Warmer, drier weather is altering the biodiversity of deserts in the Southwest and the high, colder deserts of Nevada, Utah and eastern Washington, said Steve Archer of the University of Arizona. Plants and animals already living in extreme conditions face threats from wildfires and nonnative species, he said.

"These areas historically support a large ranching industry, wildlife habitat," Archer said. "They are major watersheds and airsheds."

The scientists said longer growing seasons provided by higher temperatures don't necessarily translate into bigger crop yields because plants have certain growth patterns.

Their report focuses on the next 25 to 50 years, rather than the next 100 years as other studies have done.

"Sometimes it's so far out that people just don't grasp that it's a problem. This really brings it home," said Jerry Hatfield, lab director of the National Soil Tilth laboratory in Ames, Iowa.

While the report makes no recommendations, Hatfield said it could help farmers consider planting new crop varieties or varying when they plant to accommodate seasonal changes.

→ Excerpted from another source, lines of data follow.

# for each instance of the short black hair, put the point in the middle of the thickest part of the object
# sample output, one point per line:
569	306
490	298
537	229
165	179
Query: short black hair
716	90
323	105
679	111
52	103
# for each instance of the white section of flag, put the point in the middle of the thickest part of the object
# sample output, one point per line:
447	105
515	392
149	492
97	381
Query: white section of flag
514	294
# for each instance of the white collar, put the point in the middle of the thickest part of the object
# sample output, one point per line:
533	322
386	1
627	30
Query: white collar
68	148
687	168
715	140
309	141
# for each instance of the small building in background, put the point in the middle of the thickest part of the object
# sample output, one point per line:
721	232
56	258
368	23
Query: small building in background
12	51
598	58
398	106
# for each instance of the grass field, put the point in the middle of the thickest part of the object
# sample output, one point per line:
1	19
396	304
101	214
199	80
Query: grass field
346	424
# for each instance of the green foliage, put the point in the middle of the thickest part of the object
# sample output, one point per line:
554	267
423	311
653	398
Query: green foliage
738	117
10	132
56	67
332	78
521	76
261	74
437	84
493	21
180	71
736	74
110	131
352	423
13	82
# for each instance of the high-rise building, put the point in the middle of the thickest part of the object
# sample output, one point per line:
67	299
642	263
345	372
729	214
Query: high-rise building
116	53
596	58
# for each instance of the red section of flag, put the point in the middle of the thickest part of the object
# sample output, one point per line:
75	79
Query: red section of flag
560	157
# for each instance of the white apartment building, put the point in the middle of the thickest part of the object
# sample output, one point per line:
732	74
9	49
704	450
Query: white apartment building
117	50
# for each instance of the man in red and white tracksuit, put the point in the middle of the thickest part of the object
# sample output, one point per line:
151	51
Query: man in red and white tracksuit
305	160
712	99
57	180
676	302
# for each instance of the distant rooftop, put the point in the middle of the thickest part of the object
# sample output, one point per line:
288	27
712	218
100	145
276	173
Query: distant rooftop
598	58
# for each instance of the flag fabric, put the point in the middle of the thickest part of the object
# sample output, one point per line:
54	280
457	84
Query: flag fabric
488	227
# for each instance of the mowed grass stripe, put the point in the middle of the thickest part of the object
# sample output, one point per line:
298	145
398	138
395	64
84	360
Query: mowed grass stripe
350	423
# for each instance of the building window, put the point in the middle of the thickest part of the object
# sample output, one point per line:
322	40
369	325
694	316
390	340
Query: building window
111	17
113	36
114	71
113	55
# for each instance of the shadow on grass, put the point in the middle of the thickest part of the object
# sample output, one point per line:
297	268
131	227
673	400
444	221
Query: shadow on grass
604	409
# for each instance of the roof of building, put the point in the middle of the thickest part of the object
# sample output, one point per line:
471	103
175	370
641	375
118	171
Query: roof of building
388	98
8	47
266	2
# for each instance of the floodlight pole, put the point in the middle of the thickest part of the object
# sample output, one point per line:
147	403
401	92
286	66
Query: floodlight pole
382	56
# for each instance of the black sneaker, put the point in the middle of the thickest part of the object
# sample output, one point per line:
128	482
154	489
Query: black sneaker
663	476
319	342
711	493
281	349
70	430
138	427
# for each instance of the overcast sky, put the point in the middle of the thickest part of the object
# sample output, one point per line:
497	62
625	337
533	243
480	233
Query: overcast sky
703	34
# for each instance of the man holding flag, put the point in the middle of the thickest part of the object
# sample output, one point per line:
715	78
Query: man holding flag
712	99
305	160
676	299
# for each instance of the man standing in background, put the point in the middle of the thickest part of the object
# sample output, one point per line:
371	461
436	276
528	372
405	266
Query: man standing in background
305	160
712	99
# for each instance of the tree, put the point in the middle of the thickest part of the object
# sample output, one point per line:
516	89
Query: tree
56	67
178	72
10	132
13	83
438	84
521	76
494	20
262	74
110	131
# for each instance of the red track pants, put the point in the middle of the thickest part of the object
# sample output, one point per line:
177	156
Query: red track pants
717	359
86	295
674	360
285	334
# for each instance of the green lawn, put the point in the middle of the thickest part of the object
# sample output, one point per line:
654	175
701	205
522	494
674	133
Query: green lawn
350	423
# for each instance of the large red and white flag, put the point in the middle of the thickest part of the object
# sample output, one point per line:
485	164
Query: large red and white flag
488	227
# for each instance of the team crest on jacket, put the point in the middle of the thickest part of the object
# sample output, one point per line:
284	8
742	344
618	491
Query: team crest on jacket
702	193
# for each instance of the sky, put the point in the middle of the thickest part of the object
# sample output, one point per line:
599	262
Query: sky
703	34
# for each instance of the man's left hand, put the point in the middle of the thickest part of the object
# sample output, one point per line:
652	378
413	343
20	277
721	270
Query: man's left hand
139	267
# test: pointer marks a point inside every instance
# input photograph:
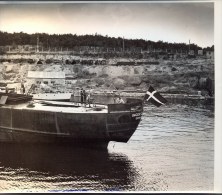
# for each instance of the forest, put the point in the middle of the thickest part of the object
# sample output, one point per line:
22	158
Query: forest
70	41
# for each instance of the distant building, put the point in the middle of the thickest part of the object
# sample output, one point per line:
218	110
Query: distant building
210	54
48	78
200	52
191	52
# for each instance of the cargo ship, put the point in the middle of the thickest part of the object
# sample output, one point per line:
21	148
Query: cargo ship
25	120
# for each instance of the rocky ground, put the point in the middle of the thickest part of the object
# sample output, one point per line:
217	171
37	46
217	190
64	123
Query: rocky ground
184	76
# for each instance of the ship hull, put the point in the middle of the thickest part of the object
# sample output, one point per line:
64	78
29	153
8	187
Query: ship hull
30	125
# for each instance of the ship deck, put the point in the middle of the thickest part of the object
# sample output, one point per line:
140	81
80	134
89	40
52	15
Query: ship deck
66	107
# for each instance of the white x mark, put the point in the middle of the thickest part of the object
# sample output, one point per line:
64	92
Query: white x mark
151	95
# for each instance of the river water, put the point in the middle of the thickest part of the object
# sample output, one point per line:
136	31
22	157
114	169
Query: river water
172	150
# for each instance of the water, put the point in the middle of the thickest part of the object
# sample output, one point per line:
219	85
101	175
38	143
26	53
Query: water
172	149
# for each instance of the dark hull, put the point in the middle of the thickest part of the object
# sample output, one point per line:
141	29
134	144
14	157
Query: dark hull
34	126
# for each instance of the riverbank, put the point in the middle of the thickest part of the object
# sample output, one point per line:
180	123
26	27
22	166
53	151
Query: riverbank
174	76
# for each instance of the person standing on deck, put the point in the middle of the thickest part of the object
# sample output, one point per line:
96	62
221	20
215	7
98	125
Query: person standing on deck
120	100
84	96
81	95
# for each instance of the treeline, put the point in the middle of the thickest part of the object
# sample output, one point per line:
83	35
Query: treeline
70	41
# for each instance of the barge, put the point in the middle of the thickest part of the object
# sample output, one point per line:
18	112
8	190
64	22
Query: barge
24	120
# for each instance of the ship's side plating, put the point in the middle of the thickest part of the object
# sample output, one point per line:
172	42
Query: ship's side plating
39	126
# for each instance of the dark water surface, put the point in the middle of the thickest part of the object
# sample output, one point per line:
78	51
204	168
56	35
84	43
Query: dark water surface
172	149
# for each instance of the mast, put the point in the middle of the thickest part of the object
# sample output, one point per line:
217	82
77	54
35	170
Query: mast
37	47
123	46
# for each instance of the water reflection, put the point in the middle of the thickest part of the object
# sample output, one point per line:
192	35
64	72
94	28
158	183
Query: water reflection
65	168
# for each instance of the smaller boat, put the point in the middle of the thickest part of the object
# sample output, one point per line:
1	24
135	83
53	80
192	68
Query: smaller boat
52	96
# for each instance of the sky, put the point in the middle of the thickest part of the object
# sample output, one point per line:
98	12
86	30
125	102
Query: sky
168	22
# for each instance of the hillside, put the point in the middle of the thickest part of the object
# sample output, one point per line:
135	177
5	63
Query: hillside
170	76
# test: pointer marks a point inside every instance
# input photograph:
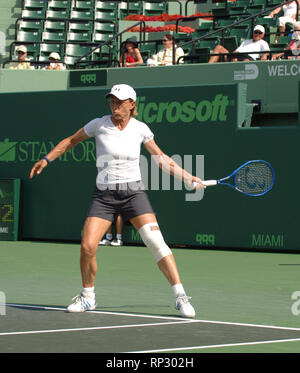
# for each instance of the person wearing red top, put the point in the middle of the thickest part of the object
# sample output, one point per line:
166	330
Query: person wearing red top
130	54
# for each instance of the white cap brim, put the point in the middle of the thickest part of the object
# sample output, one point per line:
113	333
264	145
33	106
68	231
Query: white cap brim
122	92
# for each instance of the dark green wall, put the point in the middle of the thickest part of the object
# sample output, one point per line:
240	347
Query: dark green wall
53	205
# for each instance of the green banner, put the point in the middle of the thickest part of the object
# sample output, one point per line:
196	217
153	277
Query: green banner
9	207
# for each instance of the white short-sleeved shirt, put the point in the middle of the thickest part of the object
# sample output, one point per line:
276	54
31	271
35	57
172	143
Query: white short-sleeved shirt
253	46
290	9
118	152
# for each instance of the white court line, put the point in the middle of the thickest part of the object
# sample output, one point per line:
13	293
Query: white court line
101	312
177	319
216	346
89	328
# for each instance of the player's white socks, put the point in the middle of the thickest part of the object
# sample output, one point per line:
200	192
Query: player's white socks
178	290
89	292
109	236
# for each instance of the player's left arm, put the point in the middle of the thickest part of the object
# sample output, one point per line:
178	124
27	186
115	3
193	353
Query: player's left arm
168	165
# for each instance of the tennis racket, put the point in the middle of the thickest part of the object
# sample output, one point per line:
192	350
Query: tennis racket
253	178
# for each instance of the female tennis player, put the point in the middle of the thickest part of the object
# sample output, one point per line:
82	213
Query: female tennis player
119	190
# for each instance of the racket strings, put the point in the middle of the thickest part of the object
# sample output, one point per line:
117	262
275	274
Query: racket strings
254	178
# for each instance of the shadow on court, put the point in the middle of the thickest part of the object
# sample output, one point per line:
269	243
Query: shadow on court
39	329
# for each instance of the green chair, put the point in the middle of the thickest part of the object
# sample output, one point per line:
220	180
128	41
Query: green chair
81	15
55	26
59	4
105	27
83	5
33	51
151	9
34	4
57	14
79	36
231	43
47	48
33	14
30	25
106	6
73	51
99	37
29	36
126	8
54	36
80	26
106	16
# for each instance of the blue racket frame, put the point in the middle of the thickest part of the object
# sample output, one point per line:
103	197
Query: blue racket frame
233	174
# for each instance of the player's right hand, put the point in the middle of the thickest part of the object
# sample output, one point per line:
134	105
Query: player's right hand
38	167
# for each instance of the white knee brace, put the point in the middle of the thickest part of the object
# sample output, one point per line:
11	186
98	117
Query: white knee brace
153	239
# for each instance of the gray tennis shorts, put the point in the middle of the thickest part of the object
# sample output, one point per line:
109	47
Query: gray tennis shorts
127	199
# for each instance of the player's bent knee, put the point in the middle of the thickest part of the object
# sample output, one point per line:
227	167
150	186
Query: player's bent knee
88	249
153	239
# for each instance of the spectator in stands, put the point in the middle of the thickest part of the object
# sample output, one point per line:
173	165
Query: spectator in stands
108	240
293	49
21	51
256	44
54	59
289	16
130	53
165	56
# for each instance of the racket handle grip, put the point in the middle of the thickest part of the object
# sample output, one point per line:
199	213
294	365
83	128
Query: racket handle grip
209	182
206	183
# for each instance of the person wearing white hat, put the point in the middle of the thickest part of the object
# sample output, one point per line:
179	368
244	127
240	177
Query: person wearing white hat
119	189
54	59
292	51
289	16
22	63
242	53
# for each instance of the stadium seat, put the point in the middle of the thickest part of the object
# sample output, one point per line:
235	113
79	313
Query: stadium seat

The USDA said the specific findings include:

  • "Grain and oilseed crops will mature more rapidly, but increasing temperatures will increase the risk of crop failures, particularly if precipitation decreases or becomes more variable.
  • "Higher temperatures will negatively affect livestock. Warmer winters will reduce mortality but this will be more than offset by greater mortality in hotter summers. Hotter temperatures will also result in reduced productivity of livestock and dairy animals.
  • "Forests in the interior West, the Southwest, and Alaska are already being affected by climate change with increases in the size and frequency of forest fires, insect outbreaks and tree mortality. These changes are expected to continue.
  • "Much of the United States has experienced higher precipitation and streamflow, with decreased drought severity and duration, over the 20th century. The West and Southwest, however, are notable exceptions, and increased drought conditions have occurred in these regions.
  • "Weeds grow more rapidly under elevated atmospheric CO2. Under projections reported in the assessment, weeds migrate northward and are less sensitive to herbicide applications.
  • "There is a trend toward reduced mountain snowpack and earlier spring snowmelt runoff in the Western United States.
  • "Horticultural crops (such as tomato, onion, and fruit) are more sensitive to climate change than grains and oilseed crops.
  • "Young forests on fertile soils will achieve higher productivity from elevated atmospheric CO2 concentrations. Nitrogen deposition and warmer temperatures will increase productivity in other types of forests where water is available.
  • "Invasion by exotic grass species into arid lands will result from climate change, causing an increased fire frequency. Rivers and riparian systems in arid lands will be negatively impacted.
  • "A continuation of the trend toward increased water use efficiency could help mitigate the impacts of climate change on water resources.
  • "The growing season has increased by 10 to 14 days over the last 19 years across the temperate latitudes. Species' distributions have also shifted.
  • "The rapid rates of warming in the Arctic observed in recent decades, and projected for at least the next century, are dramatically reducing the snow and ice covers that provide denning and foraging habitat for polar bears."